Chinese Routing Errors Redirect Russian Traffic - striking
http://research.dyn.com/2014/11/chinese-routing-errors-redirect-russian-traffic/
======
lazaroclapp
Thing is, the network layer of the internet was never intended to be secure.
Routing data through unknown hosts controlled by untrusted public
organizations, private enterprises and foreign countries, when it makes sense
on the technical/business level, is what internet routing protocols are
designed to do. Sure, here we are talking about BGP using a less-than-ideal
route, but the same effect (traffic going from Russia into China then back
into Russia) could very well happen from the intended behavior of the
protocols.
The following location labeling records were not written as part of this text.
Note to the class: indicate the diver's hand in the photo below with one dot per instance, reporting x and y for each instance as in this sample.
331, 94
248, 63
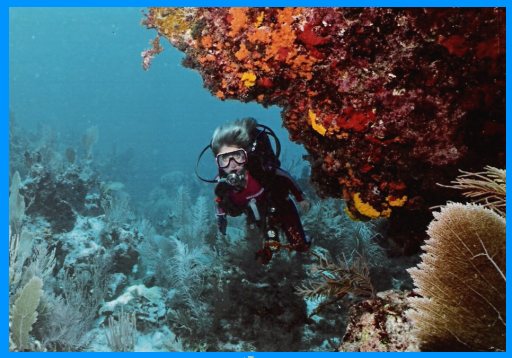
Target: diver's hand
304, 206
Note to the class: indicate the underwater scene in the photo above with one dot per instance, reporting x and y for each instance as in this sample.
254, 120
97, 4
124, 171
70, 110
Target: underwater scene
257, 179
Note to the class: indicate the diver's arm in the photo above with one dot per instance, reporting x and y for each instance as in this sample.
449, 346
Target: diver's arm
222, 220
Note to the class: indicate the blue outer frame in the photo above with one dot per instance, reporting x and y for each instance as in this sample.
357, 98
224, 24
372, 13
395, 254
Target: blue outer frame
4, 131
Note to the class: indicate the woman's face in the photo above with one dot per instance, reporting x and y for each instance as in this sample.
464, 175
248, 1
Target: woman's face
235, 160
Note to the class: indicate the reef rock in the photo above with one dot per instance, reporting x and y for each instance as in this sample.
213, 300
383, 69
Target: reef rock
387, 102
380, 325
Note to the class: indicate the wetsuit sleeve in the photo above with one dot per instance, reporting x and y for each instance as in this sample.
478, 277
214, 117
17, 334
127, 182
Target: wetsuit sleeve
222, 221
290, 183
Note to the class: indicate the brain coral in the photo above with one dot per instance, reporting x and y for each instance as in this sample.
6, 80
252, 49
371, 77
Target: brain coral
387, 102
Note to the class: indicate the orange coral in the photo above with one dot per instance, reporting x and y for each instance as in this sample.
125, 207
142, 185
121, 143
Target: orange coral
238, 19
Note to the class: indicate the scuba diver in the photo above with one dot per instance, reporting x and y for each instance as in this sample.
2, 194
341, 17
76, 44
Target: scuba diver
251, 181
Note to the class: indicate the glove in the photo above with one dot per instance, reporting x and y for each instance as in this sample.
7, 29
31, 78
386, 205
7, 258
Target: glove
263, 256
222, 224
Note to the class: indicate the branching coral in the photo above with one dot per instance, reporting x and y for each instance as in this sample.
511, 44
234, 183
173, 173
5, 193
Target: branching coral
487, 188
386, 101
338, 281
462, 279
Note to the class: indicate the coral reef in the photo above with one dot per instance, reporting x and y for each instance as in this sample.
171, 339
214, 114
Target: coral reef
461, 279
380, 325
386, 101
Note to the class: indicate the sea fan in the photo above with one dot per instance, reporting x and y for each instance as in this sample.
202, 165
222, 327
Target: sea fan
462, 281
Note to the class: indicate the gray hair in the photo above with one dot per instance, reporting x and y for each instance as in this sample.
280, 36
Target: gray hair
236, 133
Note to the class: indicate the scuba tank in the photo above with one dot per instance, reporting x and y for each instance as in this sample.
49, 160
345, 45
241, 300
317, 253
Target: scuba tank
261, 157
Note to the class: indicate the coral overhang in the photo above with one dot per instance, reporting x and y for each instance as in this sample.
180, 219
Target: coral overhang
387, 102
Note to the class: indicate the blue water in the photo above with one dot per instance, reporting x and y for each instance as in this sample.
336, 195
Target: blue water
74, 68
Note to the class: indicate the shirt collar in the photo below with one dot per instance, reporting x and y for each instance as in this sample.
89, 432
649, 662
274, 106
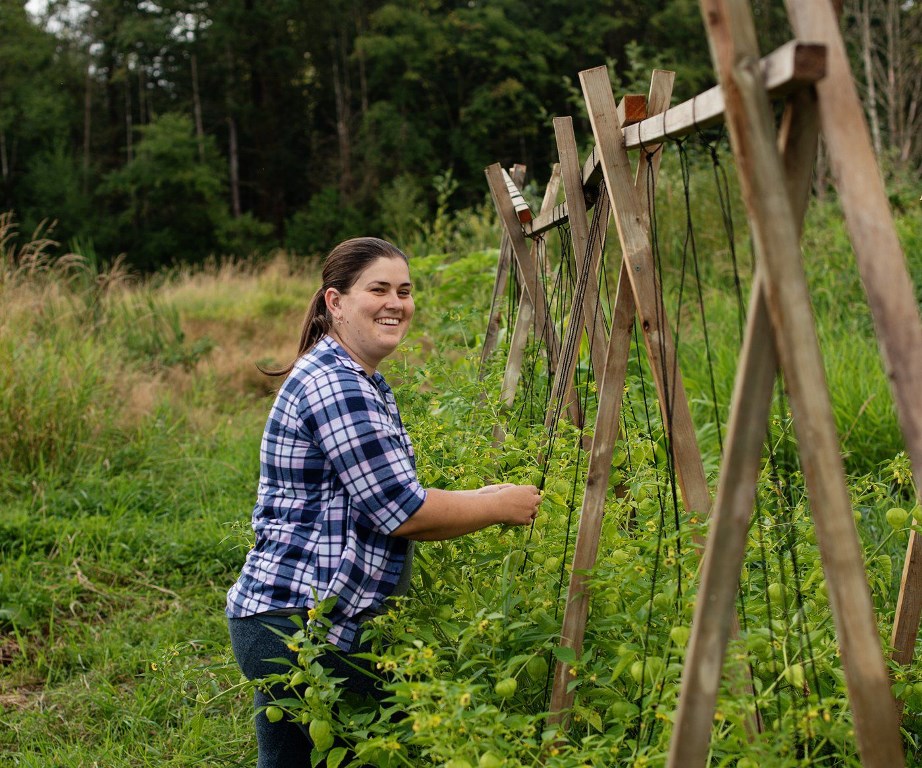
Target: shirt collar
329, 343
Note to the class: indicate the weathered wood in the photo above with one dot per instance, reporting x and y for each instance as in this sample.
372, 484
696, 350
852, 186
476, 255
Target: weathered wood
611, 394
525, 317
637, 251
499, 283
585, 269
790, 67
713, 620
775, 233
522, 211
588, 313
882, 267
604, 438
526, 261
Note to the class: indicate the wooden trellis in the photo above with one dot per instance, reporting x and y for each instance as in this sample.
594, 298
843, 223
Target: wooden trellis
775, 174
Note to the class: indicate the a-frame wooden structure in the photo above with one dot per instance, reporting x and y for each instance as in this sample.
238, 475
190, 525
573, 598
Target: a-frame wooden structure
775, 177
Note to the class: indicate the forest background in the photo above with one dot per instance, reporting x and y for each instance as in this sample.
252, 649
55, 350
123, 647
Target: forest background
172, 131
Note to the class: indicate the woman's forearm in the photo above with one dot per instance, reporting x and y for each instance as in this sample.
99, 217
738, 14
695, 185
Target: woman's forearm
448, 514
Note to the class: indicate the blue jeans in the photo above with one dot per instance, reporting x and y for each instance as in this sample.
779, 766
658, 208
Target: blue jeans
286, 744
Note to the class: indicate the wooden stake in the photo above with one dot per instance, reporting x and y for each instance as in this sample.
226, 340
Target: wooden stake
637, 252
882, 267
499, 284
606, 432
715, 611
731, 36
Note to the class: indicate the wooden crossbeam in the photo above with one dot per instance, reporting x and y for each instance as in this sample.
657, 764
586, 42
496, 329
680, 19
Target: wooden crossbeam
611, 376
786, 69
740, 468
782, 286
631, 109
526, 317
517, 173
882, 267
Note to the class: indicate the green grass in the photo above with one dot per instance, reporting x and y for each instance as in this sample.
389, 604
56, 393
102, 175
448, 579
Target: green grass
130, 419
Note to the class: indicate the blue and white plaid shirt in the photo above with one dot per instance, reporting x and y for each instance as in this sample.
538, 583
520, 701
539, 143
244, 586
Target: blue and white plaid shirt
337, 476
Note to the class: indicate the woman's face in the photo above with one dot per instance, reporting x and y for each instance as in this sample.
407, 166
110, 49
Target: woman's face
373, 317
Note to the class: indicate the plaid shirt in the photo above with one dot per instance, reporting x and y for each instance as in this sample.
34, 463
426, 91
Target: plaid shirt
337, 476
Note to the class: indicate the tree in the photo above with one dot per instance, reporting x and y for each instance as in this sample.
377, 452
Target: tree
171, 204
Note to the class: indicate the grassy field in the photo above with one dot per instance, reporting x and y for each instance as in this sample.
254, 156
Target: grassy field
129, 432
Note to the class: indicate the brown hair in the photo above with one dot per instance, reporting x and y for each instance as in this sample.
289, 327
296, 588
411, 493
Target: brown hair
341, 269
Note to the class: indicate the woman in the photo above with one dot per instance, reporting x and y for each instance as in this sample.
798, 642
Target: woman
339, 504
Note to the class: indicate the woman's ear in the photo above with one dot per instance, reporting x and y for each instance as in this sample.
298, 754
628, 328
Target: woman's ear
332, 298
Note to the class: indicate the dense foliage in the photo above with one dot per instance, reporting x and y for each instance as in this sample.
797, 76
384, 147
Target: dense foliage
129, 427
178, 129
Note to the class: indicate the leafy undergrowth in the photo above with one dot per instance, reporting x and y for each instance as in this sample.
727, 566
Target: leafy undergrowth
129, 431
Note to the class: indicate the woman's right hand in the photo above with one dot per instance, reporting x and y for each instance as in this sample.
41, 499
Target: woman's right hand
518, 503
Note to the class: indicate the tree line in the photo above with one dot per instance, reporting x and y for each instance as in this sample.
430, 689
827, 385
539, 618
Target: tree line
172, 130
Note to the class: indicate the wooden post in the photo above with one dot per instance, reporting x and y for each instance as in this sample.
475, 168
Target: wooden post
882, 266
526, 261
731, 36
727, 534
586, 271
499, 284
638, 253
525, 317
611, 394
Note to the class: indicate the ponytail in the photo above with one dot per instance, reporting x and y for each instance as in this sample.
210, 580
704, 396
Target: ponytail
341, 269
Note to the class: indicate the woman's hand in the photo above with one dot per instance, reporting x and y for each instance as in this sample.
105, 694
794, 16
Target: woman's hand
520, 502
447, 514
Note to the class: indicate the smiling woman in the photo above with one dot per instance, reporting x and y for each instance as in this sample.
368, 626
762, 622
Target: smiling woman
339, 505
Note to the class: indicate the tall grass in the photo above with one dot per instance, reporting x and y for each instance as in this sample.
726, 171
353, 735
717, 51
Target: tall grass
130, 416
The network layer is explicitly assumed/designed to be unreliable,
insecure and hard to centrally control (for TCP/IP, this is not true of some
cell-based/virtual-circuit networking layers). This is why security should be
built at the end points (namely encryption and authentication) and not assumed
from the network layer.

p.s. A very simple way to make Russian internet more secure against foreign
powers would be to have a highly competent government-operated certificate
authority which would issue EV TLS certificates for free to Russian businesses
and individuals. Then pass two laws, one requiring web browsers sold or
distributed in Russia to only allow that certificate authority for .ru
domains, and a second one requiring web sites to get those certificates
(either for all websites or only those considered 'sensitive'). This doesn't
solve the issue of foreign-owned and foreign-located cloud services, and is
honestly a worse solution than working at an international level to create a
better standard for authentication and data protection than host certificates
and certificate authorities. But, from the point of view of a single country's
government with (let's face it, reasonable) paranoia about foreign spying on
their internal internet communications, this would be about the best 'counter-
measure' that I can see being realistically applied.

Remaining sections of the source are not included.